The Savanna Walker interrupted. “Now you don't want? Now you don't know how? Because I want the death. You won't give it because I want it?” Howling laughter. “You would have murdered my mind if I had wanted to live and eat you all. But now! Ha! Oh, miserable muddy us with the retardation at the end of creation. Now you won't kill me because I want you to. Retardation at the end of creation. Reetaaaardation…”

Leandra asked, “If he's permanently censored, how long will he live?”

Nicodemus thought. “It's impossible to know. Maybe a day, maybe a year, maybe a decade.”

“Is there any way to know if he's telling the truth?”

A sudden icy certainty swept through Nicodemus. There was one way. He started to speak but then stopped when he saw the Savanna Walker's bright green eyes staring at him. Both men were silent. Slowly the Savanna Walker nodded as if he could see what Nicodemus was thinking. Perhaps he could. “Lea,” Nicodemus said, “take the hydromantic lamps out. Leave us in darkness.”

“Are you going to tell me what that overly cryptic statement is about?”

“If he truly is not a spellwright any longer, he will have lost his fluency in Langue Prime. If I touch him—”

“The quick death,” the Savanna Walker said in a low, plaintive tone. “Give it only quick.”

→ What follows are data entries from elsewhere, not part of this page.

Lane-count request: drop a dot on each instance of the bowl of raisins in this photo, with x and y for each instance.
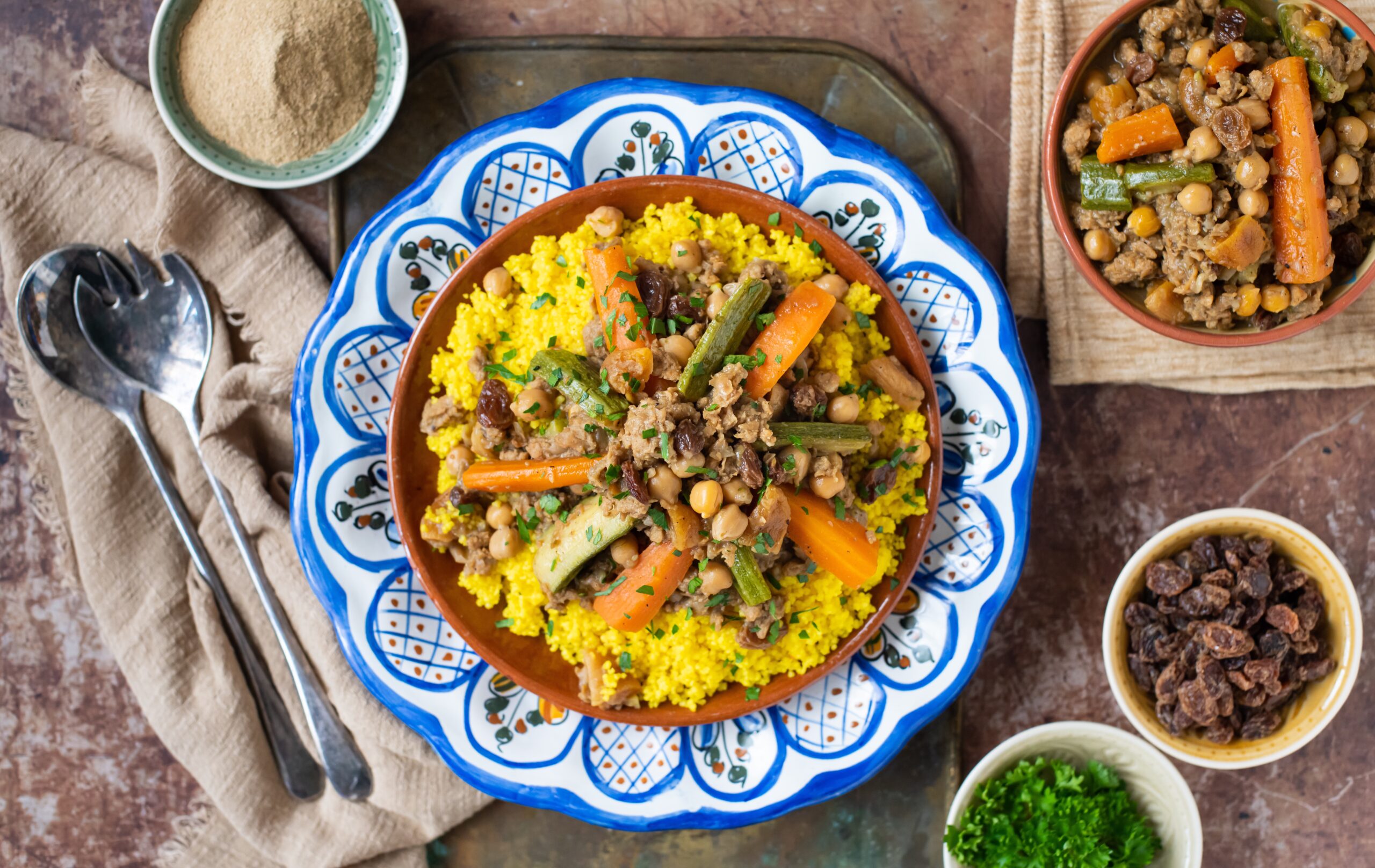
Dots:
(1233, 639)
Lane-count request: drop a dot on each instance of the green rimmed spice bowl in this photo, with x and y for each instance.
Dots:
(388, 87)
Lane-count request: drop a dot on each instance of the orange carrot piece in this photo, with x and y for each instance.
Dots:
(838, 545)
(1301, 233)
(527, 475)
(1145, 133)
(1221, 61)
(611, 283)
(645, 587)
(797, 321)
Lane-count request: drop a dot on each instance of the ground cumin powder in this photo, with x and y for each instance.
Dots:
(278, 80)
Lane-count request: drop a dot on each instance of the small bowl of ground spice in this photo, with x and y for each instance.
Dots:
(274, 94)
(1233, 639)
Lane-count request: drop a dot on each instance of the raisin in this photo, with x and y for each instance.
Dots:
(750, 468)
(1283, 618)
(494, 406)
(1260, 725)
(1204, 600)
(655, 290)
(1228, 26)
(688, 438)
(1224, 641)
(1168, 578)
(633, 482)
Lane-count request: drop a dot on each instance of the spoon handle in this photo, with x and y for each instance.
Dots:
(300, 773)
(344, 765)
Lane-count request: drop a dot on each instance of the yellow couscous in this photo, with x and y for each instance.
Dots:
(688, 654)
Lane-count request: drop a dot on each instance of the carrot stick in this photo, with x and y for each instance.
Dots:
(1223, 60)
(527, 475)
(612, 283)
(642, 589)
(1301, 234)
(1145, 133)
(797, 321)
(838, 545)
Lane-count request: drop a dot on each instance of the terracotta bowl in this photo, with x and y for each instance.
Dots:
(529, 661)
(1056, 178)
(1316, 705)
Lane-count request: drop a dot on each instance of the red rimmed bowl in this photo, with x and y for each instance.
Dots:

They all stood in silence for a moment. Then Leandra said, “You're sure, Dad?”

Nicodemus drew a long breath. The Savanna Walker never took his eyes away from his own. “Yes, Lea, take the lamps away.”

Leandra nodded and took the lights into the hallway. When the door slid shut, it dropped them in complete blackness.

Nicodemus could still see the Language Prime in the Savanna Walker's body. He could tell the Savanna Walker was looking up at him. Then in a soft voice, the ancient and battered man said, “Quick quick … Do this … mercy…”

Then Nicodemus set his hand down on the Savanna Walker's forearm. Instantly, the other man's Language Prime misspelled and distorted. A tumor bulged up under Nicodemus's fingers.

The Savanna Walker was no longer a Language Prime spellwright.

So Nicodemus reached up to a sharply worded paragraph tattooed on his neck. With a quick backhand slash, he cast the words through the skull of his old enemy.